The first solution to intuitively strike you will very probably be the correct one. However, if you are interested in delving deeper, some hints are provided below.

  • My starting point will be Calcutta (B), but that is irrelevant to the solution of the problem.
  • The nearest neighbour heuristic, which may seem like the most obvious approach, goes as follows: start at some city and then visit the city nearest to the starting city. From there visit the nearest city that was not visited so far, etc., until all cities are visited, and you return to the start. But this heuristic often produces the wrong answer.
  • A better approach is to start with a subtour, i.e. a tour on small subsets of nodes, and then extend this tour by inserting the remaining nodes one after the other until all nodes have been inserted. A good starting tour is the tour that follows the convex hull of all nodes. This is a reasonable choice since the sequence of nodes from the convex hull tour is respected in any optimal tour.
  • If you want to write a program in Java to compute an approximate solution, you can find some useful pointers here.
Hat tip to Anasua and Rik for their inputs.

13 comments:

Shrabasti Banerjee said...

Accha, how are the railway people going to verify whether or not the the route you've come up with is the shortest? How do they usually work this out? Maximum kota city-r jonye ei scheme valid? :)

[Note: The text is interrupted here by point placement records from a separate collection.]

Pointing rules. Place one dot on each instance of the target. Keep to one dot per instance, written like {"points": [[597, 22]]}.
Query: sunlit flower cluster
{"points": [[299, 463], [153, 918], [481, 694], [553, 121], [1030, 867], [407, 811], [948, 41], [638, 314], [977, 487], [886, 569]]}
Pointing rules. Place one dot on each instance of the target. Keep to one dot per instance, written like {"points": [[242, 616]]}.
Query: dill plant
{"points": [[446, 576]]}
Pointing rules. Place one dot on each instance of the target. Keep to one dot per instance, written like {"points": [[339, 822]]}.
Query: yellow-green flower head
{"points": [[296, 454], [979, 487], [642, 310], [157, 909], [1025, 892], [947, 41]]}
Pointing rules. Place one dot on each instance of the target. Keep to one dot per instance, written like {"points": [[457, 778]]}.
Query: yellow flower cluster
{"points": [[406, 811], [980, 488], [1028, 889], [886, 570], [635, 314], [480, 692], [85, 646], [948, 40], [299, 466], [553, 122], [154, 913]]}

Shrabasti Banerjee said...

B-C-F-I-H-G-E-D-A-B? Hah, puro random.

Tommy said...

Seattle has just the hotel for traveling salesmen.

Pratiti said...

Haha, Tommy.

Indecision Personified said...

OH MY GOD!!!!! This is what happens to a man who is ENTIRELY Jobless. Thanks for letting me know. I shall guard myself against this! :-P

P.S: - But actually if I had the time / internet connection during the times that I do have time, I might have attempted to understnd what you are saying and maybe even attempt an answer. Who knows - I am constantly surprised by myself.

Opaline said...

This is very Sinister. I thought you were writing about travelling but you're actually writing about MATHS (I'm guessing it's Math, couldnt read it, was it Physics instead? =P)

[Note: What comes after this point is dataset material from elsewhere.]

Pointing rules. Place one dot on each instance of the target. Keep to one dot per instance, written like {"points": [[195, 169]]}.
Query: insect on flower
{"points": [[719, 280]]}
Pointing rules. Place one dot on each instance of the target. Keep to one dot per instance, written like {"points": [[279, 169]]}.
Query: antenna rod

new age scheherazade said...

Yay, I'm in the blog! (sticks out tongue at rik, relegated to second place)
But this is fun. I think people should be jobless more often.
Also, http://xkcd.com/399/
@Opaline: It's more of a Computer Science, or rather computing problem, I would say.

Sroyon said...

@Shrabasti: I don't think they verify at all (see July 6 post). The scheme is valid for at most 8 break journeys, so I am just within the limit.
Thanks for trying to solve the problem. Looks like you were the only one who did. In the solution you proposed, B-C and D-A cross each other. But a route with crossed paths can never be the shortest route in a TSP. If you want, you can try to figure out why.
Hint: BC and AD are diagonals of the quadrilateral ABDC.

@IP: You could have tried to solve it intuitively. It hardly takes a few seconds, and the probability of guessing right is very high.

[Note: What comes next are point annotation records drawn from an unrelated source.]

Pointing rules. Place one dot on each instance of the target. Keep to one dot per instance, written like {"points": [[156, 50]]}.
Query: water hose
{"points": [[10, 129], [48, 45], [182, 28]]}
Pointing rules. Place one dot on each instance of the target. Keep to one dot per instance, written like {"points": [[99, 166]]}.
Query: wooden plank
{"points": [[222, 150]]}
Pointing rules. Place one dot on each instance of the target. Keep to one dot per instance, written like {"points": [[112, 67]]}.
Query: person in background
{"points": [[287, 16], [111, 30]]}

@scheherazade: Anasua, you appear before Rik because your names are in alphabetical order.

graffitimyhrt said...

whoh....heard of the travellin salesman problem, my old math teacher mentioned it ...along with the four colour theorem, which is, informally speakin, "if you want fill the countries in a map so no two adjacent countries will have the same colour, then four colours is enough"

I just loved these stuff.

Shrabasti Banerjee said...

Oh yess, zey cross. Haha, I think the reason I suggested B-C was that I subconsciously remembered your first stop was supposed to be Bombay. :)

Abhiroop said...

This is totally unrelated but it seems like Shrabasti has an interesting habit of spelling "th" with a "ze" (Ze Jhor, case in point). Are you Mexican? Que pasa?

new age scheherazade said...

Sigh. Must I be denied all of life's pleasures? :(

Shrabasti Banerjee said...

@ Lahiri-da: Lol, Mexican? I always thought "ze" sounded French. I like "ze'. I think it sounds cute, but not a lot of people would agree :S, haha.